I was fortunate to have grown up on a suburban block with about 15 other kids all around the same ages. We would all ride our bikes until the sun set, play S.P.U.D. on the street and hang out at the local pool. Of course, the older kids got to hang out in the cool, teenage section, while us younger ones were relegated to always being near our parent’s view.
But it was the girls that regularly got to head over to the Wu’s family home and create art projects with Mrs. Wu. Yen Wu, Mom to 2 boys, was one of those parents that seemed to be so different than all the others. Of Chinese descent, Mrs. Wu’s home always smelled of homemade almond cookies and incense. She perfected the messy bun, secured with chopsticks, before it was a thing. There was always exotic food being prepared and Asian art all throughout the house. She loved sewing and creating, but her boys were not exactly the audience for her to share her love of crafting.
So, we were the benefits of her patience and kindness. I remember sitting in her screened in porch and at one moment we were making sand art and the next hand sewing our own A-line skirts. Our Moms would take us to the Singer fabric store and the colors and patterns were a kaleidoscope of possibilities. Mrs. Wu said it was important to have “good scissors” for sewing. She would ceremoniously open her wicker sewing basket and produce a pair of silver scissors. “Girls”, she would say, “never use these scissors for anything other than sewing”. It was a serious command which I have always adhered to.
Mrs. Wu had the patience of a saint. Spilled sand art on the floor? Not an issue. Cutting through her shag carpet while trying to cut the pinned pattern to the fabric? No problem, these things happen. I remember her joy in the act of creating, mistakes and all. She was the first mentor of mine who impressed upon me the importance of art as a process. Sometimes other people would like it, but it was ultimately your own personal fulfillment that truly defined crafting as a worthwhile endeavor.

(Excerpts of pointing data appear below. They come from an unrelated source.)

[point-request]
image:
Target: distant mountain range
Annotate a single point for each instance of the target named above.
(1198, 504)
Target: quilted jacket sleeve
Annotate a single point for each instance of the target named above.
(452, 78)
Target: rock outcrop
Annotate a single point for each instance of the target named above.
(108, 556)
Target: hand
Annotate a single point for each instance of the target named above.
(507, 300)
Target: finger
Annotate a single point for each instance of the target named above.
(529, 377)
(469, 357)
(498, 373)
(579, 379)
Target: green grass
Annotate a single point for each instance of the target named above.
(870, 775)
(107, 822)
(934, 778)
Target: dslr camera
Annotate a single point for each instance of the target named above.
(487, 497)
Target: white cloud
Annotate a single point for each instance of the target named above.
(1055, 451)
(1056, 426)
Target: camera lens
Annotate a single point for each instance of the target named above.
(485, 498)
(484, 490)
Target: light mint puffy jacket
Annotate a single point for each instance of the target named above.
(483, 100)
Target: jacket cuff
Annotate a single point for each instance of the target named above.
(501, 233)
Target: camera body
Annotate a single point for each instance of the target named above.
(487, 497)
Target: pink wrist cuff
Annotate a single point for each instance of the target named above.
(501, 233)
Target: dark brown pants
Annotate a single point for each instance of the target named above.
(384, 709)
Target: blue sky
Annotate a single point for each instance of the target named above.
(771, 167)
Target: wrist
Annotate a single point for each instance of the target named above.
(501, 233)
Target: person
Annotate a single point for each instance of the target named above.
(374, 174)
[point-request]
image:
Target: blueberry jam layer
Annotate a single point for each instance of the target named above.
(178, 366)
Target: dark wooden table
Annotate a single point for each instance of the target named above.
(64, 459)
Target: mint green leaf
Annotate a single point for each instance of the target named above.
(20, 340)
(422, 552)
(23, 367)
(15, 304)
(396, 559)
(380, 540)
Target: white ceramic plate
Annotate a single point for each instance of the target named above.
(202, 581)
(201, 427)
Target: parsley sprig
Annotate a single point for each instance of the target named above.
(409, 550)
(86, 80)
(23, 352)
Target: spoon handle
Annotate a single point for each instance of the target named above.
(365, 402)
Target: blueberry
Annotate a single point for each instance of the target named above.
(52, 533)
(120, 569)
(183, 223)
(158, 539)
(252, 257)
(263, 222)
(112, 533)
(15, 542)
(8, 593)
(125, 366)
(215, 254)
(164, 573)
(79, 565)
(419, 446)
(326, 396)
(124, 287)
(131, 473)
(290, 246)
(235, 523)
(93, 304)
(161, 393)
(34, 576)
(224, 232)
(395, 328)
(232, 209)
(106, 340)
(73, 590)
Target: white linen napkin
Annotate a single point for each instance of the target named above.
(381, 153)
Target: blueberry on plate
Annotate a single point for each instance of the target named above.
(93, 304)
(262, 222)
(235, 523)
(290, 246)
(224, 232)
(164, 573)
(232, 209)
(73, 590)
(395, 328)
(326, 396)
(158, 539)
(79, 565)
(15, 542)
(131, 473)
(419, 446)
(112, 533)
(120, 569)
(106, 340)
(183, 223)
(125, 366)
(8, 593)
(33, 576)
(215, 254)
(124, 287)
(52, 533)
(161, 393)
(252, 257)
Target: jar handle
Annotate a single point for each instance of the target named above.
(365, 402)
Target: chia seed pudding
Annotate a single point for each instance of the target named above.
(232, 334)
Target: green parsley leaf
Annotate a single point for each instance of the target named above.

The one craft I learned at her side was crewel embroidery. I would run to the local craft store with my allowance money to pick up new kits. And it was a craft my own Mother excelled at, so it was a bonus to me. Remembering her words, I purchased a special pair of scissors, in the shape of a bird, that would only used for my embroidery projects.
I would spend time separating all the floss colors, examining all the stitches required before I pulled up the needle for the first time. My special scissors would neatly cut the floss and the feel and sound of the needle coming up, going back into the cloth was a sound I always found comforting.
As it is with life, it creeps up and then keeps going at a pace you don’t even feel. High school, college, families and moving away seemed to happen more quickly than it was in reality. Our wonderful block changed as it adapted to life moving on. Slowly but surely, we lost some of our parents and some of the children we grew up with. There were new children, grandchildren and moving away to new neighborhoods to create new family memories.
For me, I went the college route, married young and threw myself headfirst into corporate America. In trying to grow into my career, and then raising our son, my crafty adventures took a natural back seat. But as time marched on, I realized how much I missed creating. Slowly, I started to get into scrapbooking and painting. In the last few years, I have been blessed to be able to focus solely on these passions and actually started a small business in the arts world.
One day during another quest for more craft supplies, I wandered down the embroidery aisle. The rows and cubbies of floss, merchandised by color, spoke to me like nothing else had for a while. I found myself grabbing up colors, needles, hoops, floss organizers and, of course, a special pair of scissors in the shape of a bird.
I spent some time reacquainting myself with stitches and realized when I started bringing the needle up and down through the taut fabric how much I missed the process. The difference I noticed now that I’m older is that the process of stitching is incredibly meditative.
In wanting to do more freehand embroidery than kits provide, I have started utilizing foam stamps, the Art Foamies brand, which is owned by a friend of mine. They have created a wonderful foundation for my stitching to roam free.
Every French Knot eases away anxiety, every daisy chain brings back childhood joy and every snip of my special scissors feel like I’m on the brink of creating something special. I found a vintage sewing box at a yard sale and this is where I keep all my tools and my scissors for each different project I undertake.
Mrs. Wu is no longer with us, but I hope she is in a place where she knows what her role in my life played. I now can confidently call myself an artist, find joy in the process of creating and always treat my special scissors with the reverence she demonstrated.